La publication avait un objectif décolonial clair : détourner les Ukrainiennes de la presse polonaise, leur ouvrir les yeux sur l’égalité des droits et développer l’art ukrainien en tant que pratique quotidienne. La marque a également ajouté une dimension éducative à ce lancement en partageant un lien vers les archives numérisées du magazine, complétant ainsi l’achat de vêtements par une expérience intellectuelle.

Collaboration avec les musées

Pendant longtemps, les musées ukrainiens n’ont pas accordé beaucoup d’attention aux objets souvenirs. Mais la culture contemporaine dicte de nouvelles règles : l’histoire doit parler aux nouvelles générations dans leur propre langage. C’est pourquoi nous assistons aujourd’hui à l’émergence d’une tendance, où les objets de musée sortent dans les rues grâce à des collaborations avec des marques ukrainiennes de streetwear.

La collaboration entre la marque de vêtements « One by One » et le Musée historique de Lviv, qui a donné naissance à une collection capsule, en est un bon exemple. Celle-ci comprend à la fois des vêtements de base et des accessoires pratiques. Les artefacts historiques ont servi d’inspiration : une vue panoramique de Lviv au XVIIe siècle par Aurelio Passarotti, une esquisse du billet de 100 hryvnias de l’époque de la République populaire d’Ukraine, ainsi qu’une reproduction de la sculpture « La Sirène » de 1820.

En lançant cette collection, les auteurs ont souhaité mettre en valeur le patrimoine ukrainien auprès du grand public et susciter un intérêt accru pour la fréquentation des musées.
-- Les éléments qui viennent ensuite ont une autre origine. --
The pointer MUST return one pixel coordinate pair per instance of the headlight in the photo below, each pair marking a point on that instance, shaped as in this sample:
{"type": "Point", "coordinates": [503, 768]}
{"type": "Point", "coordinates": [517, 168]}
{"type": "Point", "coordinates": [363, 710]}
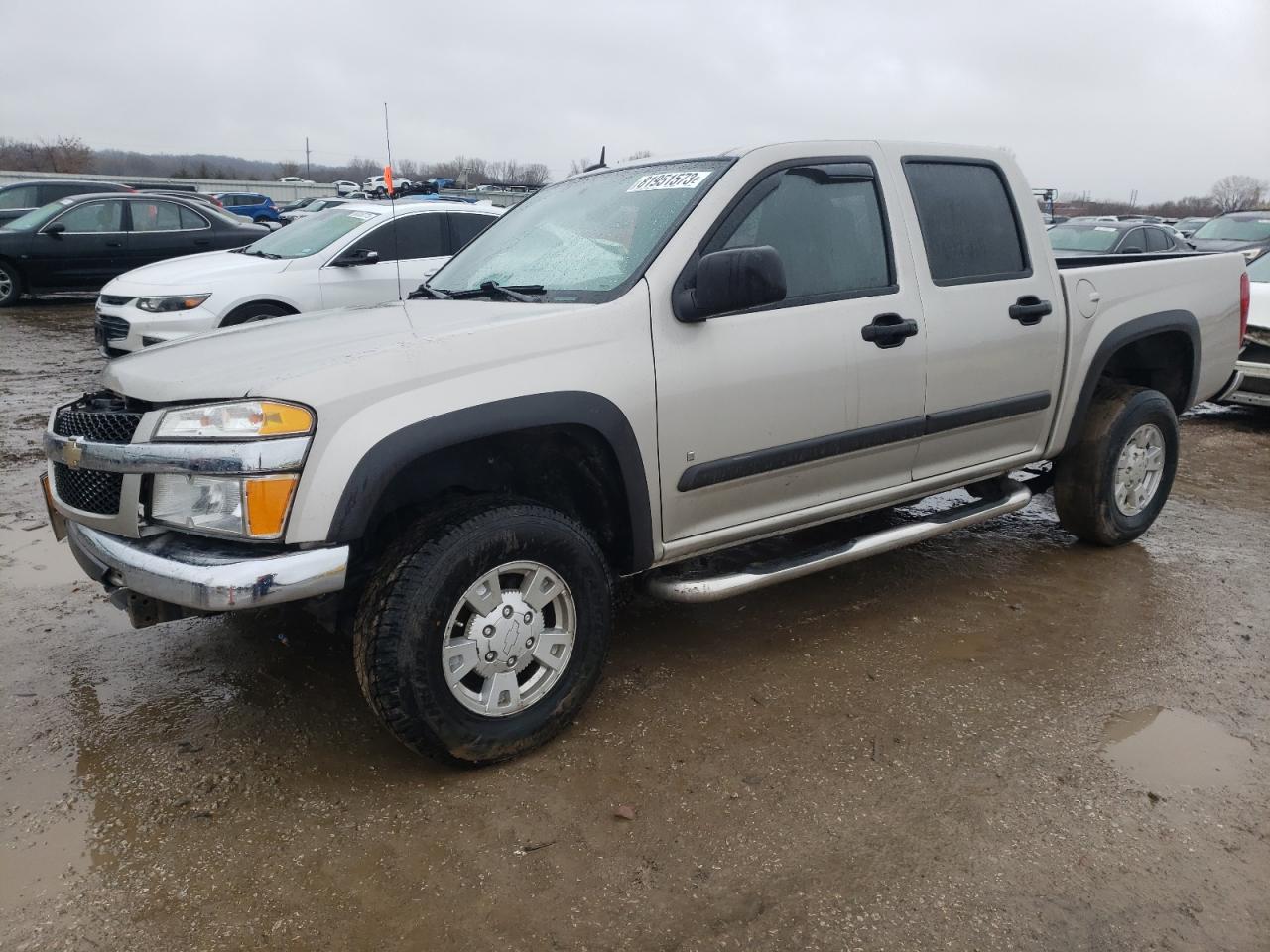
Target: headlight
{"type": "Point", "coordinates": [243, 419]}
{"type": "Point", "coordinates": [250, 507]}
{"type": "Point", "coordinates": [167, 304]}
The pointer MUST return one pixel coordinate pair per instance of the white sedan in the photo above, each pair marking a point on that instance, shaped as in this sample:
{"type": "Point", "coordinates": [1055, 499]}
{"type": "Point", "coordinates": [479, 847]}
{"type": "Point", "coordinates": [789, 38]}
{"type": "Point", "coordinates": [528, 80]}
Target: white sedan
{"type": "Point", "coordinates": [356, 254]}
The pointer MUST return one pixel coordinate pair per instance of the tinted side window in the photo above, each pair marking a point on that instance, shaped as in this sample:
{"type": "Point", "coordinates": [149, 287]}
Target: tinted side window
{"type": "Point", "coordinates": [968, 221]}
{"type": "Point", "coordinates": [21, 197]}
{"type": "Point", "coordinates": [94, 217]}
{"type": "Point", "coordinates": [1157, 240]}
{"type": "Point", "coordinates": [155, 216]}
{"type": "Point", "coordinates": [465, 227]}
{"type": "Point", "coordinates": [826, 229]}
{"type": "Point", "coordinates": [422, 235]}
{"type": "Point", "coordinates": [190, 218]}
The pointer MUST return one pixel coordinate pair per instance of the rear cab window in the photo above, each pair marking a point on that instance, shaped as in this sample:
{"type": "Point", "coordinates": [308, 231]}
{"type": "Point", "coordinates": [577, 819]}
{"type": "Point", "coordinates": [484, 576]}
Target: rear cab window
{"type": "Point", "coordinates": [969, 225]}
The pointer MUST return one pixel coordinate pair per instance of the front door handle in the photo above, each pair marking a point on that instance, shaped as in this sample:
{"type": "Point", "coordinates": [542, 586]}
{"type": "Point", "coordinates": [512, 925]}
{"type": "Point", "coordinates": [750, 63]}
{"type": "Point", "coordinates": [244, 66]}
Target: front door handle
{"type": "Point", "coordinates": [888, 330]}
{"type": "Point", "coordinates": [1029, 309]}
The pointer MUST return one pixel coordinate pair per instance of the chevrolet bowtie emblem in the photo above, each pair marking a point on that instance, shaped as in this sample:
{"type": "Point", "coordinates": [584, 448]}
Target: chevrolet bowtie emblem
{"type": "Point", "coordinates": [73, 452]}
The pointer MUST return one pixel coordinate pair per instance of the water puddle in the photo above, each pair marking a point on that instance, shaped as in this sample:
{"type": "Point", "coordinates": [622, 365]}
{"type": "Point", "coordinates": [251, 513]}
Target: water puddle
{"type": "Point", "coordinates": [1164, 748]}
{"type": "Point", "coordinates": [31, 557]}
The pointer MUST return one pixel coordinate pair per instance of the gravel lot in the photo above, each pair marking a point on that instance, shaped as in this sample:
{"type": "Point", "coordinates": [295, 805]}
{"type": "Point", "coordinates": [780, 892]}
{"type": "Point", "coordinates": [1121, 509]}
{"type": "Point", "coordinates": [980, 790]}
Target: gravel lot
{"type": "Point", "coordinates": [996, 740]}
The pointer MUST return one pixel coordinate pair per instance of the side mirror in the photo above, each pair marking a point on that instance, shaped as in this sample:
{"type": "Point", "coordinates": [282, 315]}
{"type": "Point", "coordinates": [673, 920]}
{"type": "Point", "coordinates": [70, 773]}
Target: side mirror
{"type": "Point", "coordinates": [354, 257]}
{"type": "Point", "coordinates": [733, 280]}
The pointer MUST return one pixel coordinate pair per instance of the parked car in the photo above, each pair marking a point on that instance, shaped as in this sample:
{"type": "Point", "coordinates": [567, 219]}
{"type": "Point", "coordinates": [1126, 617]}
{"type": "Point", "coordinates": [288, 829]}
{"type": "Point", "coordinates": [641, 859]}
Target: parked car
{"type": "Point", "coordinates": [22, 197]}
{"type": "Point", "coordinates": [318, 204]}
{"type": "Point", "coordinates": [81, 243]}
{"type": "Point", "coordinates": [257, 207]}
{"type": "Point", "coordinates": [1246, 232]}
{"type": "Point", "coordinates": [340, 258]}
{"type": "Point", "coordinates": [1254, 365]}
{"type": "Point", "coordinates": [1187, 226]}
{"type": "Point", "coordinates": [638, 366]}
{"type": "Point", "coordinates": [1074, 239]}
{"type": "Point", "coordinates": [295, 206]}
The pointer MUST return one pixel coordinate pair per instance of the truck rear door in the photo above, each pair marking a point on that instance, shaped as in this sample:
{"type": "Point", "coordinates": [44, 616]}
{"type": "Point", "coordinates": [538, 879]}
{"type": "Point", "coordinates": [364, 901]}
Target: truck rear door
{"type": "Point", "coordinates": [996, 325]}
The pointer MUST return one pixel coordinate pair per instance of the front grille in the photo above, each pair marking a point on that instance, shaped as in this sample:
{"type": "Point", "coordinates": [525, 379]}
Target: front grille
{"type": "Point", "coordinates": [111, 327]}
{"type": "Point", "coordinates": [87, 490]}
{"type": "Point", "coordinates": [102, 417]}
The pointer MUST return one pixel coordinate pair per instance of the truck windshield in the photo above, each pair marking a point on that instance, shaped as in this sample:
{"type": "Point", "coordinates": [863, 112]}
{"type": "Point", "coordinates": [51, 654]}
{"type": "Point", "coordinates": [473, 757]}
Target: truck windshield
{"type": "Point", "coordinates": [587, 236]}
{"type": "Point", "coordinates": [1237, 229]}
{"type": "Point", "coordinates": [309, 235]}
{"type": "Point", "coordinates": [1076, 239]}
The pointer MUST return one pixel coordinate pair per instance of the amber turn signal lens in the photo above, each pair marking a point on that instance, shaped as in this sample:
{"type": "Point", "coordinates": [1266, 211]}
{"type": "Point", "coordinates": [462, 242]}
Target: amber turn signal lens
{"type": "Point", "coordinates": [285, 419]}
{"type": "Point", "coordinates": [268, 498]}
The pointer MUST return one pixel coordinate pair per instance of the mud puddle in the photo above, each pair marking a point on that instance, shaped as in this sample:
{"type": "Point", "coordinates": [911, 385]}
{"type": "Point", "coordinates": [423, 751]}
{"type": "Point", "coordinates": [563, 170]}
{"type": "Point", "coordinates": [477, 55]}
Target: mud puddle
{"type": "Point", "coordinates": [1174, 749]}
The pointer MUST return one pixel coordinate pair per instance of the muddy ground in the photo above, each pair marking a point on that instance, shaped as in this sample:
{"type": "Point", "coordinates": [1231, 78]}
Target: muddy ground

L’expérience internationale a démontré que les produits dérivés des musées constituent aujourd’hui un outil puissant de vulgarisation de l’histoire et une source potentielle de revenus pour les institutions elles-mêmes (même si, en Ukraine, des obstacles législatifs subsistent encore à cet égard).

On constate déjà des avancées positives dans ce domaine : par exemple, cette année, lors du Salon du livre d’Odessa, le Musée des Beaux-Arts d’Odessa disposait d’un stand dédié aux foulards et accessoires inspirés des tableaux de ses collections. Chaque grand musée ukrainien pourrait disposer d’une telle boutique de souvenirs, qui transforme les visiteurs en ambassadeurs de la culture ukrainienne.

Bien sûr, la distinction entre la vulgarisation et la commercialisation excessive est très mince. Cependant, une culture est vivante lorsqu’elle est capable de s’intégrer dans la vie quotidienne sans pour autant perdre de sa noblesse.

Aujourd’hui, porter des vêtements typiques, mettre en valeur les contextes locaux et être fier de son héritage est devenu naturel pour la société ukrainienne. Le marché ressent ce changement de mentalité et répond par une offre variée : du marché de masse basique aux motifs urbains jusqu’aux collections capsules en édition limitée, destinées à un cercle plus restreint d’initiés. Ces vêtements sont le langage par lequel nous exprimons chaque jour au monde et à nous-mêmes qui nous sommes.